Rallying to drive revitalised Mitsubishi

BY TERRY MARTIN | 25th May 2004


RALLYING and the slogan "Engineered to Excite" are the two critical elements Mitsubishi Motors Australia will use as it attempts to resurrect its brand image over the next 18 months.

The embattled manufacturer’s new advertising house, Clemenger BBDO, created the themes after research it conducted found car consumers favoured brands which exuded "sportiness, prestige and fun to drive" – and that Mitsubishi was viewed as "functional, Japanese and old".

According to Clemenger BBDO's strategic planning director, Mike Daniels, Mitsubishi’s engineering expertise and motorsport success will be used to make the brand more credible and desirable, and to move it from the mainstream closer to Euro-built and more individualistic marques.

"There are two principal barriers which stand in the way of putting the Mitsubishi brand in this particular position," Mr Daniels said.

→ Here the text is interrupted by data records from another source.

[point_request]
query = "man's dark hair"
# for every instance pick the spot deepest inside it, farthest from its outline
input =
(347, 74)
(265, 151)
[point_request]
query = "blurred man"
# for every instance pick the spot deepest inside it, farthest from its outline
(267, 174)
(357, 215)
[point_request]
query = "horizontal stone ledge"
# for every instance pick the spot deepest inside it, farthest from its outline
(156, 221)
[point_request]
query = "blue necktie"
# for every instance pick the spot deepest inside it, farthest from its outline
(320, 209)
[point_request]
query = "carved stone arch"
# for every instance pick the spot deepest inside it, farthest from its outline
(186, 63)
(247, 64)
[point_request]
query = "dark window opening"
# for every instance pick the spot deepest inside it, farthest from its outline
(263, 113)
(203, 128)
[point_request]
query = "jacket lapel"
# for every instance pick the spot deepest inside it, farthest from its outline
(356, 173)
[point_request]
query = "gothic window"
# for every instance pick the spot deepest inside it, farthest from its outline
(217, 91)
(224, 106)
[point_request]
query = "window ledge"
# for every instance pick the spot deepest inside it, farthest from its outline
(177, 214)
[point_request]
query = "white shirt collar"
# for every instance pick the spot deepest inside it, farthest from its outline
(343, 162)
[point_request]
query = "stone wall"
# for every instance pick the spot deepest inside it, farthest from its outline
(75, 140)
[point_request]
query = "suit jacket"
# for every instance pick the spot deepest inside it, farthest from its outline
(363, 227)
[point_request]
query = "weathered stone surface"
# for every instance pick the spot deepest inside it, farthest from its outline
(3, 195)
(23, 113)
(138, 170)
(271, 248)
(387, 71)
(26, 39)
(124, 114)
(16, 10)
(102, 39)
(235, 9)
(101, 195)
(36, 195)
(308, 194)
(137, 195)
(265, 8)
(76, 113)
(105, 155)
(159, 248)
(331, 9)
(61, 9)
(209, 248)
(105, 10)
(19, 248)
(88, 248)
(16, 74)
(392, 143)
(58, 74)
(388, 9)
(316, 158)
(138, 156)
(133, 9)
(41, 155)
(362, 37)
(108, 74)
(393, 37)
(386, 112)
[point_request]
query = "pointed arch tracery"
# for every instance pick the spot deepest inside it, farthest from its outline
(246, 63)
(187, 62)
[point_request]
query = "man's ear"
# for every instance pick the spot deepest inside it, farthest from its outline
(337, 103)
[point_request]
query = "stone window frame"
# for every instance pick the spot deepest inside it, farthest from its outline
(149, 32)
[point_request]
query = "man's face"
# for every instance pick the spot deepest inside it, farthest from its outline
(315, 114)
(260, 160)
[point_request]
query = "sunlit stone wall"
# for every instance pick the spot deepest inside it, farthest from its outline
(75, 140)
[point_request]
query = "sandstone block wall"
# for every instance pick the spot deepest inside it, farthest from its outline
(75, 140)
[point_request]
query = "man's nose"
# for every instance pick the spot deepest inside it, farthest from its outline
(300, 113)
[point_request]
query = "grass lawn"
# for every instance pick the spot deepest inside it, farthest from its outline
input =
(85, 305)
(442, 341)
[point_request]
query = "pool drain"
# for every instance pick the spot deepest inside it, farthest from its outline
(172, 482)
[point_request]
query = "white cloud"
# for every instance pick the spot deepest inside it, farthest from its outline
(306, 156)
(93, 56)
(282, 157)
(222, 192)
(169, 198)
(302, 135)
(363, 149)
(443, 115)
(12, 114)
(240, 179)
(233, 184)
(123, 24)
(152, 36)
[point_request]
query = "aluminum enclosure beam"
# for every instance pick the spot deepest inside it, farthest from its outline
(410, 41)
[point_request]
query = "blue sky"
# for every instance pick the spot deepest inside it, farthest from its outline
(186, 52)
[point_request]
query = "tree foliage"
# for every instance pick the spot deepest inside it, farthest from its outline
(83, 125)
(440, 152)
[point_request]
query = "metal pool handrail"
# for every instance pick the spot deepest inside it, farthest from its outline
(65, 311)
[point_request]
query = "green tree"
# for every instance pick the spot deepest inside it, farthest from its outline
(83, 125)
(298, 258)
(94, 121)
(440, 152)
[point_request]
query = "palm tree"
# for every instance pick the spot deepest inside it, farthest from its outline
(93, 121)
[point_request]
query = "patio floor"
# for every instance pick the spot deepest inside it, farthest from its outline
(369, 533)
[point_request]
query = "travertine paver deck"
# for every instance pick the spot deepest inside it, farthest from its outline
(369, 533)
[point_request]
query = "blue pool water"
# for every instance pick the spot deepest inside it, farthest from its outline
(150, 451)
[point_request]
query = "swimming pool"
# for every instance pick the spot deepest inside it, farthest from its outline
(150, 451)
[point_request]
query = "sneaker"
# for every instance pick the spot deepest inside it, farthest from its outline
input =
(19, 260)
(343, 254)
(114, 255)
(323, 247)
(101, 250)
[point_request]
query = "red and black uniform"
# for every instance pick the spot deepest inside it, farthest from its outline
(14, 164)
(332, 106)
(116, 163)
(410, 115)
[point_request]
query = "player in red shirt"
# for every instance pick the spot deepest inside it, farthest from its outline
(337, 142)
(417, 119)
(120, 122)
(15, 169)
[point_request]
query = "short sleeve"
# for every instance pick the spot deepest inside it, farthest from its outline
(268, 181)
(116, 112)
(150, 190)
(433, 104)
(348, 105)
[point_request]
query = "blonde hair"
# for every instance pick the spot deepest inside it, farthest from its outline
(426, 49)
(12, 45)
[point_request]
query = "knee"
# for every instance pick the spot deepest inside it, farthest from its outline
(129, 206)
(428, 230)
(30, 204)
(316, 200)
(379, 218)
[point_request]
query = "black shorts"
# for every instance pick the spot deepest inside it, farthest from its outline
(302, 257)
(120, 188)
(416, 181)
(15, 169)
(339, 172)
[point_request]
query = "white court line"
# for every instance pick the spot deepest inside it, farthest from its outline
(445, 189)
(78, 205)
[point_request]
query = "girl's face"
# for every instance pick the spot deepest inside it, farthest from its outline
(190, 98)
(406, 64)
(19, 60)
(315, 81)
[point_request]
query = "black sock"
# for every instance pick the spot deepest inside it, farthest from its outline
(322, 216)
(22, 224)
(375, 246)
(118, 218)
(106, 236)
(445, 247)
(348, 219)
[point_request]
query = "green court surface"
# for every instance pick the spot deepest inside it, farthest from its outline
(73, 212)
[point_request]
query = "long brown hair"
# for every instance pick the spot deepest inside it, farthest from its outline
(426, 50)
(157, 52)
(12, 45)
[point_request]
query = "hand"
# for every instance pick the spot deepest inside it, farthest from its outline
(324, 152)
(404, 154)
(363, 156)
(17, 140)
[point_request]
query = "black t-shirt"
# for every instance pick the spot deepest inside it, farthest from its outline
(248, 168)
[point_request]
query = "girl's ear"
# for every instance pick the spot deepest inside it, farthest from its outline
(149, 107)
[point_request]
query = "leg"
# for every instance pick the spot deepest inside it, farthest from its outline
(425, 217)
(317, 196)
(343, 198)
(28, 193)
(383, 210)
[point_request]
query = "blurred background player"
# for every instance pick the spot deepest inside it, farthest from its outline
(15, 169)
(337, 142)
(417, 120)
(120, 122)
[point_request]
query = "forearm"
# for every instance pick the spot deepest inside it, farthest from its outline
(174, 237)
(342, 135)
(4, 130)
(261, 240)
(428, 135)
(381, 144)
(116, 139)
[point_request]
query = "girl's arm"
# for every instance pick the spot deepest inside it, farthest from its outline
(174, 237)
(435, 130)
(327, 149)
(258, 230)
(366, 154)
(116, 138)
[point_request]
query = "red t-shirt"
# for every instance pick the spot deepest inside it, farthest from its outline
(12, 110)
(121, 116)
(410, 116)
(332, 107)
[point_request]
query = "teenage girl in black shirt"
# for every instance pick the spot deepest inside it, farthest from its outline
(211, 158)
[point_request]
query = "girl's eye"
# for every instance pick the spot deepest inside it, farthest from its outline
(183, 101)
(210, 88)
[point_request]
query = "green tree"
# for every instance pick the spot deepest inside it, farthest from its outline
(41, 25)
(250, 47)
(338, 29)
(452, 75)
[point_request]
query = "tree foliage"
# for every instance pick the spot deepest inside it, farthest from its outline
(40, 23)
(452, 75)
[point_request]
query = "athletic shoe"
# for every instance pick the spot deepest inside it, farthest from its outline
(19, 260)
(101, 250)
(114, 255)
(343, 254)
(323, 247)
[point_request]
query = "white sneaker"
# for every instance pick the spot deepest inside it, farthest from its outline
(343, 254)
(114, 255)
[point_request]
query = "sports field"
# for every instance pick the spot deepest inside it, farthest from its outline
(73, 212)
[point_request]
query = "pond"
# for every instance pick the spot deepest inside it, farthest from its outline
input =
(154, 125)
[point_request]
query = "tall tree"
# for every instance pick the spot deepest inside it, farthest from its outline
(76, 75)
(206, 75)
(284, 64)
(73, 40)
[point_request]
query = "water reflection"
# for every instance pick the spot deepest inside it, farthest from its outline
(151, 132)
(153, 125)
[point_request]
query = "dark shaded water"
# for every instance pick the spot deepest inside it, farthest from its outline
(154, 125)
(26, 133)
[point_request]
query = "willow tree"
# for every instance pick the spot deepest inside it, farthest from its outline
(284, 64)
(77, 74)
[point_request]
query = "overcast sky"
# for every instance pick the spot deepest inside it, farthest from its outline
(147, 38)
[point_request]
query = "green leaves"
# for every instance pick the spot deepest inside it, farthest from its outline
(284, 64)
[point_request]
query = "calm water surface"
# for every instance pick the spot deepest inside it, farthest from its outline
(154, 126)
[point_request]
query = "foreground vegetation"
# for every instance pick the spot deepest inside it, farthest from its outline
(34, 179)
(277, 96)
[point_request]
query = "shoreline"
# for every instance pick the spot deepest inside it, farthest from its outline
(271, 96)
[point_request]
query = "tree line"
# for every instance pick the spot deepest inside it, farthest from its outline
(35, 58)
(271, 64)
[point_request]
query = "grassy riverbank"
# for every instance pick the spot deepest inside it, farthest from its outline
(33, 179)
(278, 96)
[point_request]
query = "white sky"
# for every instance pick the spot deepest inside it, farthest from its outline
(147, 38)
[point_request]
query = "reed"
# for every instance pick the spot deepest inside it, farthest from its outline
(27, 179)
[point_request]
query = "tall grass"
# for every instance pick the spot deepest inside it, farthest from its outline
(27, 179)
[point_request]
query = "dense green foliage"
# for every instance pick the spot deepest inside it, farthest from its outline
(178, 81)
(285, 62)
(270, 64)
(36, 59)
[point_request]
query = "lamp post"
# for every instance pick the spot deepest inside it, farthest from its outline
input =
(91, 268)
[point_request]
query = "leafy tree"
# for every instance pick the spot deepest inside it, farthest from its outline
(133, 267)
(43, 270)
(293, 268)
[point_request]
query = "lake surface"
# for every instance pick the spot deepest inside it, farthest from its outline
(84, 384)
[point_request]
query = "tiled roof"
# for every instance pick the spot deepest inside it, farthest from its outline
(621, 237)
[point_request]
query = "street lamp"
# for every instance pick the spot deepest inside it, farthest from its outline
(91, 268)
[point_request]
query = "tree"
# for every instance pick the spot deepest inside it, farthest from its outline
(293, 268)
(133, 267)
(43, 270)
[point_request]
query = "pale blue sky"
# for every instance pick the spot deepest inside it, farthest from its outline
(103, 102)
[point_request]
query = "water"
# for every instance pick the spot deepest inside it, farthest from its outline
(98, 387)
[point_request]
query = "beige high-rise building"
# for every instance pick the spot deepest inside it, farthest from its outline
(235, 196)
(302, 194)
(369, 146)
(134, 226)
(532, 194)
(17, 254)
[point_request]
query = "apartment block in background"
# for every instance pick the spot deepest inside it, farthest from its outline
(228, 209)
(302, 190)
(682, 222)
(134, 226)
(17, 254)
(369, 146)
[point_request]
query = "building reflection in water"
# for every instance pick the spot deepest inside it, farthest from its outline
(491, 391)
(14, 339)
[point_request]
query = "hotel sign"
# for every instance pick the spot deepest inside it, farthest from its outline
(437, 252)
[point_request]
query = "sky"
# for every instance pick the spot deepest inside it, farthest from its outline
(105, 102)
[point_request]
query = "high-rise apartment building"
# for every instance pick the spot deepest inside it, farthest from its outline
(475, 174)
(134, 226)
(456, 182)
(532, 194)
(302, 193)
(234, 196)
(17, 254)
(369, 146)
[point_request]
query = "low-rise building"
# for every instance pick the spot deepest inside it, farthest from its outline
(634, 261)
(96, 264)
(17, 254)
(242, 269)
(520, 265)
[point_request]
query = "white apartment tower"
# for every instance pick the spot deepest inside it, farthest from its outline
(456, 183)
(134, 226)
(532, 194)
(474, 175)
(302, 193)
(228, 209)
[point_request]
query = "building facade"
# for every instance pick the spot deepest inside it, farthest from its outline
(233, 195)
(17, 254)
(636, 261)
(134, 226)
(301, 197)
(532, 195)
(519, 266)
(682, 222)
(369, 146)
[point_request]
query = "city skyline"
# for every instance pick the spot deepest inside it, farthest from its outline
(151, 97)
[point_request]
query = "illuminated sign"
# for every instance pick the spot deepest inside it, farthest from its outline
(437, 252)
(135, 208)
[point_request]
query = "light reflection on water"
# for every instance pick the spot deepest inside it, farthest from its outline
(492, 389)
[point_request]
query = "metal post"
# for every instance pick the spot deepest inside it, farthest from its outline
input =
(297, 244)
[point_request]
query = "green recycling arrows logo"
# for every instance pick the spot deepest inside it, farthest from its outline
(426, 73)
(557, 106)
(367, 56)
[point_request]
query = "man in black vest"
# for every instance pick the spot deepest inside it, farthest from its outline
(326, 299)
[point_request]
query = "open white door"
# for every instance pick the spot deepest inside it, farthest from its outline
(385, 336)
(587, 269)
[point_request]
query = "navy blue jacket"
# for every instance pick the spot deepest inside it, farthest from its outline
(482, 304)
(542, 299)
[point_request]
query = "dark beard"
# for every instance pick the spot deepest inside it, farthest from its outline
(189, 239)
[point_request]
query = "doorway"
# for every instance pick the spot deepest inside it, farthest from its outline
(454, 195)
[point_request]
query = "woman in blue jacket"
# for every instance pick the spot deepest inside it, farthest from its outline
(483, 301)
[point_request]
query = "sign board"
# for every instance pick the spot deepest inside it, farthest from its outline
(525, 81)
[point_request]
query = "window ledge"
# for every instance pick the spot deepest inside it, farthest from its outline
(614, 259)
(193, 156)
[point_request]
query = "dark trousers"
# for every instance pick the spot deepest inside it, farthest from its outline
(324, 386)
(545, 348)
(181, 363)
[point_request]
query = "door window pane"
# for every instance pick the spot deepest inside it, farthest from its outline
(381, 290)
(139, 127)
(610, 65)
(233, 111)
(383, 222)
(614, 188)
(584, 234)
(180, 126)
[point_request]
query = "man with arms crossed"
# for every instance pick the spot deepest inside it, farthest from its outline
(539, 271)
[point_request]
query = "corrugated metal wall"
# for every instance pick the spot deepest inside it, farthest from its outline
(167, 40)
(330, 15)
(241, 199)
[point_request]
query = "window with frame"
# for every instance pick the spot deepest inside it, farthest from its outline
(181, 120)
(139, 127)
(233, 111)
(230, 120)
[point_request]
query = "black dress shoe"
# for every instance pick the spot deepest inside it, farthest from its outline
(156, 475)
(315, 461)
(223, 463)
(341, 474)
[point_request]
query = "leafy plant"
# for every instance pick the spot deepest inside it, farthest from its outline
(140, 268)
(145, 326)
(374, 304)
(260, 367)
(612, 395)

"The first of those barriers is, we think, a barrier of credibility. What we need to do is to be injecting greater automotive credentials into the brand, at least in terms of people’s perceptions.

"The second issue, fundamentally, is of desirability. We need to make the Mitsubishi brand highly desirable. We have to generate belief and we have to generate desire as well." Used to little or no effect to date, Mitsubishi’s World Rally Championship and Paris-Dakar achievements are now considered key marketing advantages over other manufacturers.

"The engineering innovation within Mitsubishi rally cars helps us to build the functional side of the brand – the credibility – and it is the excitement and winning within the Mitsubishi rally cars that helps us build the emotional side of the brand, the desirability," Mr Daniels said.

He also stressed that it should appeal to men and women who were uninterested in the sport.

"What we found was that you didn’t have to be passionate about rallying to respond to what rallying meant. You just needed to get the (message) that being good at rallying meant that you made good, tough cars that were unbreakable, durable and had high performance," he said.

Mitsubishi Australia boss Tom Phillips said a separate advertising program would be devised that focuses on the fact Mitsubishi was not a basket case, not a welfare recipient and not a short-term presence Down Under.

"We’ve got to obviously put a lot of focus on changing the image and we’ve got to get this concept, or idea, out of the market that we’re, firstly, lame ducks, that secondly we’re dependent only on government support, which is bullshit – please quote me (on that) – and thirdly, that we’re only here for a short time," he said.